Выпил четыре кружки воды из бака. И назад.
А башка до чего ноет, гудит. И мысли все скабрезные идут. Эх, думаю, попался бы мне сейчас Васька Бочков — я бы ему пересчитал ребра. Втравил, думаю, подлец, в какую поездку.
Доехал до Ленинграда. Вылез. Выпил из бака кружку воды и пошел, покачиваясь.
Комики
Я, граждане, не особенно долюбливаю концерты и всякие там балы. Мне на них всегда скучновато бывает. Даже, признаться, ко сну клонит, ежели тихое, например, пение или музыка без барабанов.
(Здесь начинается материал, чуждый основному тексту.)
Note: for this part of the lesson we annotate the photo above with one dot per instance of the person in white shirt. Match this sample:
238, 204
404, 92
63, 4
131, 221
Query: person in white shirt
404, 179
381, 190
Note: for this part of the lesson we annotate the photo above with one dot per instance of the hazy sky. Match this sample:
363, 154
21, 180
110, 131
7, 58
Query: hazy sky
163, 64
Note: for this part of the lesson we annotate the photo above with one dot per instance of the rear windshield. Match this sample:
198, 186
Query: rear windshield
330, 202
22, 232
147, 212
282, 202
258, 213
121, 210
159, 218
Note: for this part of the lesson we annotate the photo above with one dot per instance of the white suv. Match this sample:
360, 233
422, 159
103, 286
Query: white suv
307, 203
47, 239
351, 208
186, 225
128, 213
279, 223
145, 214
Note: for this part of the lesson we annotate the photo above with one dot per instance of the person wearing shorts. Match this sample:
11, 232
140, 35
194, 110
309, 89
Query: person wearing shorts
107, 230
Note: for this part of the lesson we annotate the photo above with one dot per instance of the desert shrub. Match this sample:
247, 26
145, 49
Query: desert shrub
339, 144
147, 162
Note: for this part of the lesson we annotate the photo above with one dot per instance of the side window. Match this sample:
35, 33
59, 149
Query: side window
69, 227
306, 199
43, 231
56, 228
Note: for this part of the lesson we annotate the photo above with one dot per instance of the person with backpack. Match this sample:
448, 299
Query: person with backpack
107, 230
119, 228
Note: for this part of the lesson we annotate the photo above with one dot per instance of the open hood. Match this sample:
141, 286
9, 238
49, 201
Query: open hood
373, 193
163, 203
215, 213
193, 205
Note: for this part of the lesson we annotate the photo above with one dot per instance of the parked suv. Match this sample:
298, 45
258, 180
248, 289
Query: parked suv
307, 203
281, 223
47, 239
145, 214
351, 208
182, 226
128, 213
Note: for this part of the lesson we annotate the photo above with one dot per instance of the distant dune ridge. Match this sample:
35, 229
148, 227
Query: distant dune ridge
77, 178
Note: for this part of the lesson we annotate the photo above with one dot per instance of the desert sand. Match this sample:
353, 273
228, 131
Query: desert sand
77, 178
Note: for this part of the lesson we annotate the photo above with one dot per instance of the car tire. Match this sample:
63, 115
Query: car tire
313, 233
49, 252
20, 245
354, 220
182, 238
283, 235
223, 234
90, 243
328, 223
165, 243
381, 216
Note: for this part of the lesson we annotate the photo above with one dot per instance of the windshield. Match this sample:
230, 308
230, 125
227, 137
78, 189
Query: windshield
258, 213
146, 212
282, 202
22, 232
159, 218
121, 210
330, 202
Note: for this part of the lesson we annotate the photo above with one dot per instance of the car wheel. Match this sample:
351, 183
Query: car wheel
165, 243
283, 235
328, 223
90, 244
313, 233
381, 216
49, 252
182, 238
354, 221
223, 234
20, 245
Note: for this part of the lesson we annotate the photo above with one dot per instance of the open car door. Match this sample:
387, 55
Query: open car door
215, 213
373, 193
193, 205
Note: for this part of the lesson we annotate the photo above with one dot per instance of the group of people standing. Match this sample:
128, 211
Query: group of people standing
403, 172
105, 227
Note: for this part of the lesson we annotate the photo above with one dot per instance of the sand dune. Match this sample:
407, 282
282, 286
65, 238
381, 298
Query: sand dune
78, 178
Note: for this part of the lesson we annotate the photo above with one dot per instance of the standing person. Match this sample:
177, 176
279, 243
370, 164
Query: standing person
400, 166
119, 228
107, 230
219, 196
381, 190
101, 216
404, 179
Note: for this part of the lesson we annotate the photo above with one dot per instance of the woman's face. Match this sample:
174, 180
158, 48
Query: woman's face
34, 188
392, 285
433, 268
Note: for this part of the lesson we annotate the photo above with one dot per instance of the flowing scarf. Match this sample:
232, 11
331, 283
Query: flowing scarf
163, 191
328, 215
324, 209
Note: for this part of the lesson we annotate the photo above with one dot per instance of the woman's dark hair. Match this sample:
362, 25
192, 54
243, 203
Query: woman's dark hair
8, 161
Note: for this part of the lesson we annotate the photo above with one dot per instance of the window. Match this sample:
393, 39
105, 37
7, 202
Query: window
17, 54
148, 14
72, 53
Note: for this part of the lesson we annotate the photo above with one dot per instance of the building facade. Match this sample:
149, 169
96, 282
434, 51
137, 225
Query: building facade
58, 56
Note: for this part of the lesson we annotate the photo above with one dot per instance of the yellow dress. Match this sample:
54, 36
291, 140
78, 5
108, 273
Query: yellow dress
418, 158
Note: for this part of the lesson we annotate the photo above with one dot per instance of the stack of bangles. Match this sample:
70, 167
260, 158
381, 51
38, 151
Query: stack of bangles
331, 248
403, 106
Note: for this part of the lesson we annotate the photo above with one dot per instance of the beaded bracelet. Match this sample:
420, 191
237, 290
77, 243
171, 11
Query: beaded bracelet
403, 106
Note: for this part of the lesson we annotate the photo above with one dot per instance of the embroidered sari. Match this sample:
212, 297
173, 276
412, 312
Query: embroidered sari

А вот один концерт-бал мне действительно понравился. В Петергофе было. Военно-железнодорожники устроили. Это действительно был вечер.
Конечно, весь концерт-бал был не ахти какой. Как говорится: бал — кот с печки упал. Но вот один номер был выдающийся. Главное, уж очень смешно было. Многих слабосильных дамочек даже заживо выносили в истерике, до того они хохотали.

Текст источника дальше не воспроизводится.